The group from Dance Dimension, a resident dance company based in Slayton House in Wilde Lake village, left for Spain Saturday and will spend this week rehearsing for a performance in a new theater in Tres Cantos.
The troupe, which includes award-winning dancers and scholars, will perform dances intended to make social statements, elicit feelings from the audience and educate about American culture.
"The performance is entertaining, but it also makes you think," said Jill Harris, 18, an Oakland Mills High School graduate who will attend the University of Utah on a full scholarship. "You can't go to a modern dance performance without thinking about what it's trying to say, the meaning behind the dance."
For instance, "Tom O'Bedlam" relates the release of beggars from insane asylums in 13th- and 14th-century England to the plight of the homeless today. Each dancer developed an interpretation of insanity.
In "Rain Forest," the dancers attempt to show the interdependence of life forms in the environment and man's co-existence. The dance includes a metamorphosis -- dancers writhing to shed a cheesecloth cocoon -- and the intertwining of dancers' bodies to show interdependence.
"Temptations" depicts the classic struggle between good and evil. "Oh, Mary" portrays an American gospel choir, and "Mississippi" illustrates a hot and sultry Southern night.

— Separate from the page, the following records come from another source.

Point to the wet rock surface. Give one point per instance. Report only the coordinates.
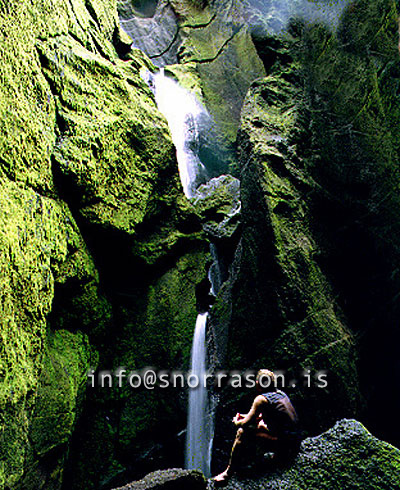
(174, 479)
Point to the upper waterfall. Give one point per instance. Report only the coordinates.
(184, 115)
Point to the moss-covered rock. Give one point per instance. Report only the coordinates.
(284, 313)
(81, 142)
(174, 479)
(218, 205)
(41, 247)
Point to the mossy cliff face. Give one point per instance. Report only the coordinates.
(91, 201)
(212, 39)
(283, 312)
(319, 253)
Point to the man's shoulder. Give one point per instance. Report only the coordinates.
(260, 399)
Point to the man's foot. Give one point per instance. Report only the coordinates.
(222, 479)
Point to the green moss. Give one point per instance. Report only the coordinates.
(40, 245)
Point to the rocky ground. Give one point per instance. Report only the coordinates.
(346, 457)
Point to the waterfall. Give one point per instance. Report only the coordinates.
(199, 427)
(187, 118)
(184, 115)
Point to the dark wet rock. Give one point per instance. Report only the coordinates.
(174, 479)
(218, 205)
(346, 457)
(156, 33)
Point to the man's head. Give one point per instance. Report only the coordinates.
(266, 380)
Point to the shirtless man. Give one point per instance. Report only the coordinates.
(271, 418)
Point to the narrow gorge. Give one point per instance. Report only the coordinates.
(197, 186)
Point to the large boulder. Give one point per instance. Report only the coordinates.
(345, 457)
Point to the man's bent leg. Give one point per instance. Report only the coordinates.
(235, 453)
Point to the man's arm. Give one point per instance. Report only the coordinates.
(253, 414)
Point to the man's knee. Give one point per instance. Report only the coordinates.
(239, 435)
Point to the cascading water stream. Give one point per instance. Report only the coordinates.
(199, 428)
(184, 115)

"We always like our dances to make a statement, create a feeling and inspire the audience," said Rebecca Mikkelsen, 17, a Wilde Lake High School graduate who will attend Virginia Tech.

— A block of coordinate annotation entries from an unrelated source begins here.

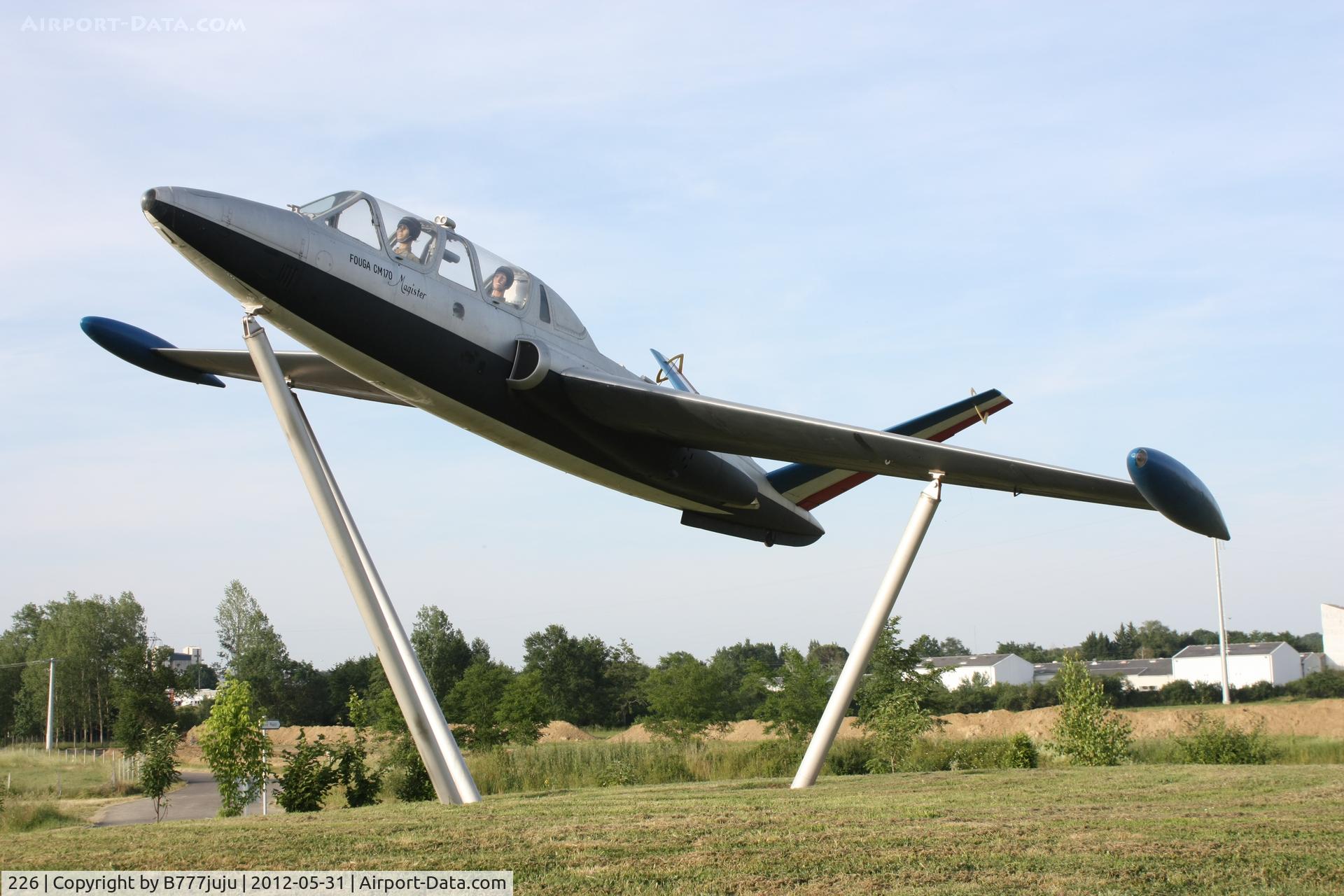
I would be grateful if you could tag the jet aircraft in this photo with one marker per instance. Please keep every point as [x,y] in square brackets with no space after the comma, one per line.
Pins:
[401,308]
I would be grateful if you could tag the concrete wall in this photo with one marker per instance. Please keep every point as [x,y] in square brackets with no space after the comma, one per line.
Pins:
[1332,628]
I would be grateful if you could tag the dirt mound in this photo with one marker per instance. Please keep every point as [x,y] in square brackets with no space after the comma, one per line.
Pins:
[562,732]
[1319,719]
[632,735]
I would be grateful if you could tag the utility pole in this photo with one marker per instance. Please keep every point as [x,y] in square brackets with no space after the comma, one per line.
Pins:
[51,703]
[1222,626]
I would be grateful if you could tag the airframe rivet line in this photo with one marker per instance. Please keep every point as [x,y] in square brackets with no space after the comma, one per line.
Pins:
[414,695]
[873,625]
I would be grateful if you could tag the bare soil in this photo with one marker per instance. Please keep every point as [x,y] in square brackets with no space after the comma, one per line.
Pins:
[1312,719]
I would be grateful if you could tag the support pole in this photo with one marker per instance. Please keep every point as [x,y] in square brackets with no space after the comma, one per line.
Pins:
[1222,625]
[863,647]
[414,695]
[51,704]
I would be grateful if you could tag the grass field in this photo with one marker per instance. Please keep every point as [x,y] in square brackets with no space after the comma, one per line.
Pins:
[1265,830]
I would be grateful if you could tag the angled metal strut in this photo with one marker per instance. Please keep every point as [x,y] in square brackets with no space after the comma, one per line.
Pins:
[414,695]
[873,624]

Jane Jerardi, 17, a Wilde Lake High graduate, says she hopes to show the Spanish audience "what American teen-agers are really like. That they're more sophisticated, sharing and artistic instead of materialistic and self-centered."
In addition to Jill Harris, Rebecca Mikkelsen and Jane Jerardi, the troupe includes Wilde Lake High students Brenda Shafer, 17, and Jane Wettstein, 17; former Wilde Lake High student Mandy Kirschner, 15, who is transferring to the Baltimore School for the Arts; Howard High student Tara McNeeley, 15; Mount Hebron High graduate Andrea Chastant, 18, and student Stacy Pfeifer, 16; and Sandy Springs Friends School student Bill Dufford, 16.

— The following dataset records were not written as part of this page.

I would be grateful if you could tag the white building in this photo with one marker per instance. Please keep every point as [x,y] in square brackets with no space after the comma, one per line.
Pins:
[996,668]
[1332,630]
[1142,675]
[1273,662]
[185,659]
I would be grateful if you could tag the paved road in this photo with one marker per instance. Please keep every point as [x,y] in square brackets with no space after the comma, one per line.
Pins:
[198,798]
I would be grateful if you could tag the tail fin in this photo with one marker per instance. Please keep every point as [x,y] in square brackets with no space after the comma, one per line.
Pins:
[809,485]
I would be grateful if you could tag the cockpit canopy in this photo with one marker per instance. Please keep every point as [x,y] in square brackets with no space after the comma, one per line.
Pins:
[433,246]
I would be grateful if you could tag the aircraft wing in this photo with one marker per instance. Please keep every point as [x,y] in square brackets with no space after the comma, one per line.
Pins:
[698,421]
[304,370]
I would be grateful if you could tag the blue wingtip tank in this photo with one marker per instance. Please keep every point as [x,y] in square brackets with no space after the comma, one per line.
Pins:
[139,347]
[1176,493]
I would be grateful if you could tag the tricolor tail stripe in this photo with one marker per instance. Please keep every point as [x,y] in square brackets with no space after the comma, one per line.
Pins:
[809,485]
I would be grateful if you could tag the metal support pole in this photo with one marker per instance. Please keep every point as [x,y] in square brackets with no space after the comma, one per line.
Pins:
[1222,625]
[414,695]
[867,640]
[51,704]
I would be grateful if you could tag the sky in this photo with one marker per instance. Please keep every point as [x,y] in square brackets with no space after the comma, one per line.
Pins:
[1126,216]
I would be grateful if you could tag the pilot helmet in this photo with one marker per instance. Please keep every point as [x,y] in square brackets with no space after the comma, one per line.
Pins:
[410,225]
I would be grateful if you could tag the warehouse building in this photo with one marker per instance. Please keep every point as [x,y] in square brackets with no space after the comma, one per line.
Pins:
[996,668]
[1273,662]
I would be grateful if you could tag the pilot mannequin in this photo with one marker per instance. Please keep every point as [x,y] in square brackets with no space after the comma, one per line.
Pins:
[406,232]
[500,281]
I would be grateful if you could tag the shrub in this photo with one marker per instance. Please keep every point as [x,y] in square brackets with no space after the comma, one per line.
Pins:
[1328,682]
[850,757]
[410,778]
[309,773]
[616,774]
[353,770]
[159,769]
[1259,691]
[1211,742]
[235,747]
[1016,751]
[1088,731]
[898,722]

Brenda won the Maryland Distinguished Scholar Award this year for dance and academics, earning a $3,000 scholarship per year to a Maryland state university; Andrea and Jill won the award previously; and Jane Jerardi was a semifinalist this year. Jill also has won a National Foundation for the Advancement of the Arts scholarship.
Gov. William Donald Schaefer bestowed "ambassador" status upon the troupe through the state economic development agency's international trade division.
Dance Dimension is directed by Marilyn Byers. She will be assisted on the trip by Jenn Lawson, 24, a 1987 Mount Hebron High graduate who plans to pursue a professional dance career in Pittsburgh.
Ms. Byers says she has a "twofold" vision for her performing arts company -- to educate and to develop students' artistic abilities.
"I mine for gold in each of them," she says. "The medium of dance helps them discover themselves."
The Columbia Association helped arrange the trip, which will be financed by the students, through its contacts in Tres Cantos. Dance Dimension previously has performed in Bulgaria and at the Kennedy Center, Wolf Trap and Greenwich Village in New York. The group performs annually at the Columbia City Fair and semiannually at Slayton House.